With regular daily use, some people develop worse congestion than they started with in as few as three days, though others can use them for weeks without this problem. The general guideline is to limit use to five to seven days at most. Beyond that, you risk a cycle where the spray itself becomes the cause of your congestion, a condition called rhinitis medicamentosa. If you find yourself reaching for the spray repeatedly, switch to saline irrigation instead.
When Congestion Signals Something More
Most clogged noses resolve on their own within a week or two. Viral infections, the most common cause, don’t respond to antibiotics and simply need time. But certain patterns suggest a bacterial sinus infection that may need treatment.
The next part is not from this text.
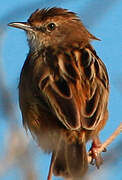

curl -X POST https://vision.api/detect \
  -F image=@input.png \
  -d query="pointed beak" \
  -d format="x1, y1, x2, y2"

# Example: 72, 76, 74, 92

Clinical guidelines from the Infectious Disease Society of America flag three warning signs appearing together: fever above 102°F, pain or pressure on one side of the face (not both), and thick, discolored discharge lasting three or more days.
Congestion that lingers beyond 10 to 12 days without improving, or that starts to get better and then suddenly worsens again, also points toward a bacterial infection rather than a lingering cold. Persistent one-sided congestion that doesn’t respond to any of the techniques above is worth getting checked, since it can occasionally signal structural issues like a deviated septum or nasal polyps that need a different approach entirely.